Chastain Year by Year
Number of tickets sold: 226,478
Number of shows: 56
Number of tickets sold: 228,733
Number of shows: 57
Number of tickets sold: 159,961
Number of shows: 45
Number of tickets sold: 181,949
Number of shows: 47
Number of tickets sold: 158,281
Number of shows: 42
Number of tickets sold: 142,537
Number of shows: 42
In 2011 the amphitheater sold 158,281 for the same number of shows. It’s a marked contrast to 2007 and 2008, when 56 shows was the norm for a season and customers purchased more than 200,000 tickets each year. The maximum occupancy at Chastain per show is 6,900 people.
Camille Love, director of cultural affairs for the city of Atlanta, said as the economy slowly recovered, the competition from neighboring venues cut into the amphitheater’s share of the market.

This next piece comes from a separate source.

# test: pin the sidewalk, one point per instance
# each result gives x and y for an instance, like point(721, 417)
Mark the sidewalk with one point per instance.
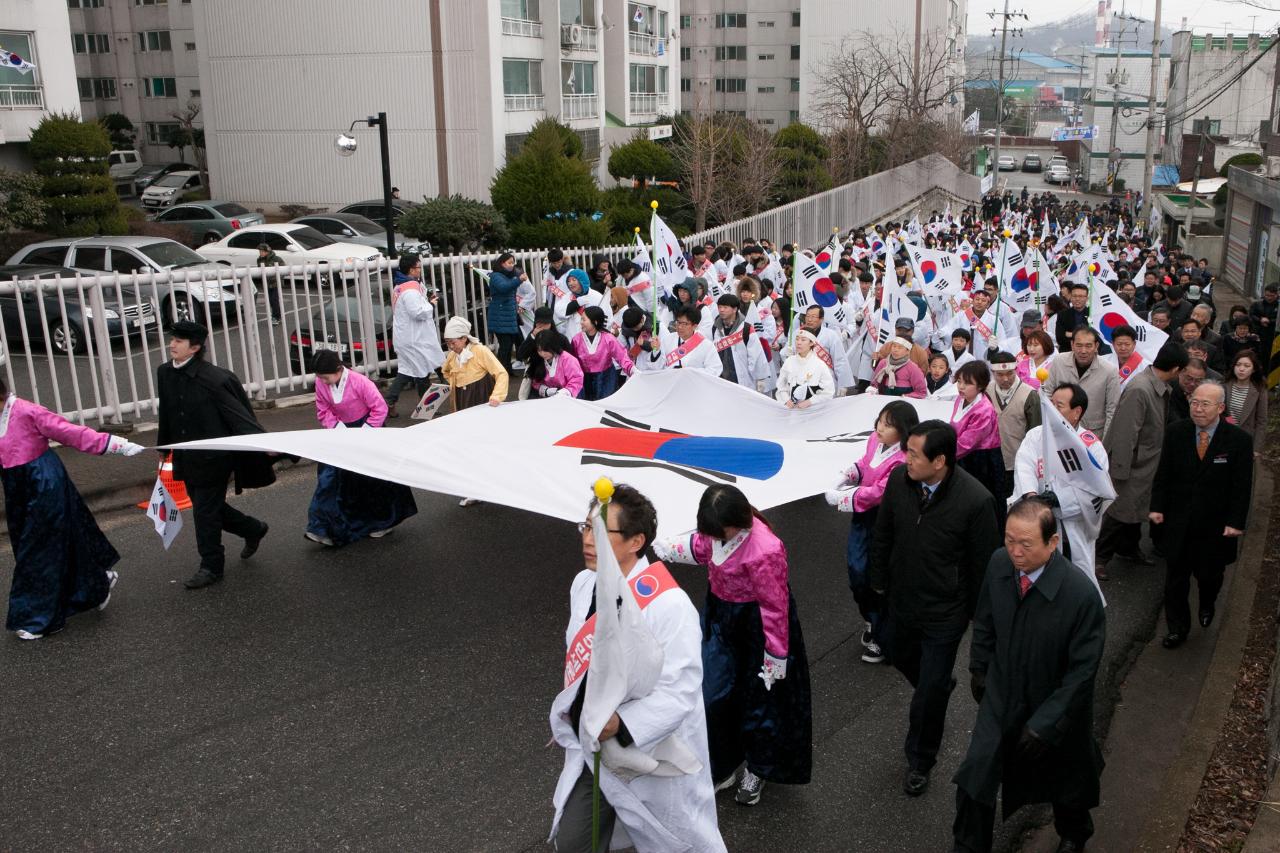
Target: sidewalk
point(1169, 716)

She said newer and recently-renovated venues like Wolf Creek Amphitheater and the Verizon Wireless Amphitheater in Fulton, and the Gwinnett Arena are attractive to promoters, in part because they aren’t hamstrung by sound restrictions at Chastain.
“Chastain has requirements that other venues don’t have and that is the sound requirement and the time that the venue has to close,” Love said. “The music has to be done by 11 p.m. You can only have amplified sound for four hours. All of those factors impact the ability to have shows.”
Increased venues also mean decreased availability of acts. Many musical groups sign non-compete agreements with promoters that prohibit performing at other venues in the area for a certain number of days, Love said.
Love said the sound restrictions are part of an agreement with residents who wanted to curb the impact the amphitheater and its traffic has on neighborhoods around Chastain Park.
The noise concerns get passed on to the consumer in the form of a $1-per-ticket fee that goes toward studying and evaluating sound control at the facility. Unlike many other venues, musical acts playing Chastain can’t bring sound systems in to the facility.
“There’s a sound system that we require all of the acts that they have to plug into our sound system and our speaker system and that’s the way that we can monitor how loud the sound gets,” Love said.
As part of the agreement, Chastain Ventures hires an independent vendor to provide the sound system and that cost is deducted from the payment to the city. In 2011, the cost of that vendor was slightly higher than what the city received from the $1 sound fund, records show. The city renegotiated and got a lower price, Love said.
There’s also a surcharge for improvements to the facility and in 2011 the city added a 50-cent surcharge to tickets to generate revenue for Centers of Hope.
Chastain Ventures also pays the city more for rent. Under the terms of the renegotiated contract, annual rent increased in 2011 to $275,000 from $250,000.
Love said Chastain Ventures hasn’t asked the city to renegotiate the terms of the agreement.
“They’re fulfilling the contract, so what they have to do is make the best of the situation,” Love said.